Clearly, projecting the cost of health care is no easy task. That adds an unsettling but essential ingredient to the effort to overhaul the nation’s health care system. Lawmakers are hotly debating how to extend health care to 46.7 million uninsured Americans, expand Medicare to people under 65, help business meet the soaring cost of employee health insurance, improve quality, and trim the excesses from the $2.5 trillion the nation spends each year on health care. But little attention has been given to how we’ll actually pay the bill.
Here’s what we know for sure: Financing the ultimate reform package will be expensive, perhaps as much as $1.3 trillion over the next decade.
To his credit, President Obama has laid out financing options. But they are just the start of a discussion that has yet to take shape.
His plan includes: limiting deductions for charitable contributions, mortgages and medical expenses for those earning more than $250,000 (to raise $318 billion over 10 years); trimming $175 billion from Medicare Advantage plans, the private fee-for-service Medicare plans now serving 10 million people; saving $38 billion by paying doctors according to the outcome of treatment rather than per visit, and limiting hospital readmissions; requiring individuals to enroll in a plan; and requiring business to provide health insurance for employees. Other ideas range from taxing high-income workers for their employer-provided health care to a tax on junk food.
Both the president and Congress acknowledge that health care cannot be financed by adding to the already staggering national debt.
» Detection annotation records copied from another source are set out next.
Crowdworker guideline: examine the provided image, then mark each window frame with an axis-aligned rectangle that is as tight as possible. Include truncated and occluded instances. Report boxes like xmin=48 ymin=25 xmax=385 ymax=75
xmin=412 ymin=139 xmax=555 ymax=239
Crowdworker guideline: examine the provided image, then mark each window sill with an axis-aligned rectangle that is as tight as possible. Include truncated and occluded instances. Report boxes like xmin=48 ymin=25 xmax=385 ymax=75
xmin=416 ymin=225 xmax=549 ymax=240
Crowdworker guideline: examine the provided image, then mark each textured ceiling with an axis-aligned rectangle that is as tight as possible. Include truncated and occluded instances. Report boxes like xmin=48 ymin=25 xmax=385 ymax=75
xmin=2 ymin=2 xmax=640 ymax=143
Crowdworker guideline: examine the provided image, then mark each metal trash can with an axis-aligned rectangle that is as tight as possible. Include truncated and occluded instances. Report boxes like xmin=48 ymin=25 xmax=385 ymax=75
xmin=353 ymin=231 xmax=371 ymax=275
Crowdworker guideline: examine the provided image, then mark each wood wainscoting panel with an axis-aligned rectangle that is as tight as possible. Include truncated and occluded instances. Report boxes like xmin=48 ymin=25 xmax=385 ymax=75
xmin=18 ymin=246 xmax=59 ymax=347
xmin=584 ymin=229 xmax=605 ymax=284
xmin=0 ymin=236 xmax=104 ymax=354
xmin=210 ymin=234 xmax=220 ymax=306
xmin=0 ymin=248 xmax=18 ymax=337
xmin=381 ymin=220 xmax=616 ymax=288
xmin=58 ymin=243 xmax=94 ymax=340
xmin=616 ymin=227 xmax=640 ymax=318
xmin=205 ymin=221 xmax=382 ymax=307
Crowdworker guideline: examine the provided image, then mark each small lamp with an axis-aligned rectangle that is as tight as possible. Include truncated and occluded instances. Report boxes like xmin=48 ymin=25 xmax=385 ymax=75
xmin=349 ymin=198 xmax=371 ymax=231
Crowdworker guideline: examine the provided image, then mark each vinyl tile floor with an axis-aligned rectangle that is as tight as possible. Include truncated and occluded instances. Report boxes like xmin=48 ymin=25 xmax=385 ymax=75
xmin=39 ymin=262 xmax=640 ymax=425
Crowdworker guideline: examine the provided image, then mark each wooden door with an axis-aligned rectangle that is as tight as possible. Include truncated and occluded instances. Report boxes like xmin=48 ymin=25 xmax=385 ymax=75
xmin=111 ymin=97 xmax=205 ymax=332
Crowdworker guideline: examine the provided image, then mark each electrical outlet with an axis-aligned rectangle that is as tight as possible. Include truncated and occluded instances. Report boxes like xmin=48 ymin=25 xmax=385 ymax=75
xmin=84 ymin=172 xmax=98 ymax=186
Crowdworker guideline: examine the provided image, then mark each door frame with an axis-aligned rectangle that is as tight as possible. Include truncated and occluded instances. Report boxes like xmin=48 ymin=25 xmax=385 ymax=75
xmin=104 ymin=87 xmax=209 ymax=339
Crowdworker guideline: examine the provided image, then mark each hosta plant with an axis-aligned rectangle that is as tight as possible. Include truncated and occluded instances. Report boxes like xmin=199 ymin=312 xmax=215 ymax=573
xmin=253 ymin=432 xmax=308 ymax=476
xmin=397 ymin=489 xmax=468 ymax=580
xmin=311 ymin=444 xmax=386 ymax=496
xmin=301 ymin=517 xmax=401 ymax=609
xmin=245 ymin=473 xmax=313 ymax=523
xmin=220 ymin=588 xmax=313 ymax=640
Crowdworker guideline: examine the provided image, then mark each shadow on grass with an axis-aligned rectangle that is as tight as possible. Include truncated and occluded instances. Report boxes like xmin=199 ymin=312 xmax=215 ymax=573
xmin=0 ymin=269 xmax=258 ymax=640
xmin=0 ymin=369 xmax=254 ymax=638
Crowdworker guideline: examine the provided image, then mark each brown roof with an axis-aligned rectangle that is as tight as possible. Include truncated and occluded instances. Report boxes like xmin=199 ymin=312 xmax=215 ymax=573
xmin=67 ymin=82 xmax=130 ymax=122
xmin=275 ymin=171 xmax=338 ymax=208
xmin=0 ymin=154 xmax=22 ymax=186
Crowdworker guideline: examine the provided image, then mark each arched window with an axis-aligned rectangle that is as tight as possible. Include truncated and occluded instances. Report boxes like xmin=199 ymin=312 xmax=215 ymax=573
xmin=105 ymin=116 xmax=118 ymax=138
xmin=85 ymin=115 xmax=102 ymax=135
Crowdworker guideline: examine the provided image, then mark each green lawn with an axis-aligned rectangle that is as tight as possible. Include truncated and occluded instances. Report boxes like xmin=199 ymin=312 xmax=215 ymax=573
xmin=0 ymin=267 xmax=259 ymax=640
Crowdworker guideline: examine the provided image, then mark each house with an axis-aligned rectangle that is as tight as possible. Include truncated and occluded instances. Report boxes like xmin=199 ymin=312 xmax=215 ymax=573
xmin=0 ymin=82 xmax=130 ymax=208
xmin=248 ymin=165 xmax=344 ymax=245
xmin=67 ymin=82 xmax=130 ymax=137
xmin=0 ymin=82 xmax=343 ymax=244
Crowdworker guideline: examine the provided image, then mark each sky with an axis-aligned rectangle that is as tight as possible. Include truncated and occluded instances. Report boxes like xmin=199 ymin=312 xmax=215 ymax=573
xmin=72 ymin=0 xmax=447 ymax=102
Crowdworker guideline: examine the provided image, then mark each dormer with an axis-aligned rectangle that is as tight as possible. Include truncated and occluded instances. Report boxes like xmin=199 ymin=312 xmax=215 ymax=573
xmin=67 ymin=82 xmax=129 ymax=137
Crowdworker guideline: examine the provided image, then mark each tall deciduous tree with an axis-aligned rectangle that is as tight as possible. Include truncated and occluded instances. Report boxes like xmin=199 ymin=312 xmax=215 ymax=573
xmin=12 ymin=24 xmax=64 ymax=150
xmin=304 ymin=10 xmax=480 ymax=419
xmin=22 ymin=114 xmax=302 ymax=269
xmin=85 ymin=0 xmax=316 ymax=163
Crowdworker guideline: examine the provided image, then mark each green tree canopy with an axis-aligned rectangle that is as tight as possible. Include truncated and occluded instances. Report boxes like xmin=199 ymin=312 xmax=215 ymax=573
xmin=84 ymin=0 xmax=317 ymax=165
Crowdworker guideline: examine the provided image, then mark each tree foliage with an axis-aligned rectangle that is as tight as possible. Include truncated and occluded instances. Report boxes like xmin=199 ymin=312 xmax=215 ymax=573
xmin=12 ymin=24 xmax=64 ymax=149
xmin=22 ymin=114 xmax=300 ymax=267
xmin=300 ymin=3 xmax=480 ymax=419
But the essential point is this:
This is not a mathematics exercise.
This is an opportunity to change the way we think about health care, to change the course of health care costs and to change the pattern of health care access and delivery. We’re not talking about socialized medicine here, but rather a uniquely American system built on the existing network of employer-provided care, private insurance and a strengthened Medicare. AARP has a specific interest in making Medicare available to those between 50 and 65, in narrowing the prescription drug program’s doughnut hole, in financing home- and community-based caregiving, and in encouraging preventative medicine. The ultimate goal is to raise the quality and lower the cost of the nation’s medical care.
Jim Toedtman is editor and vice president of AARP Bulletin.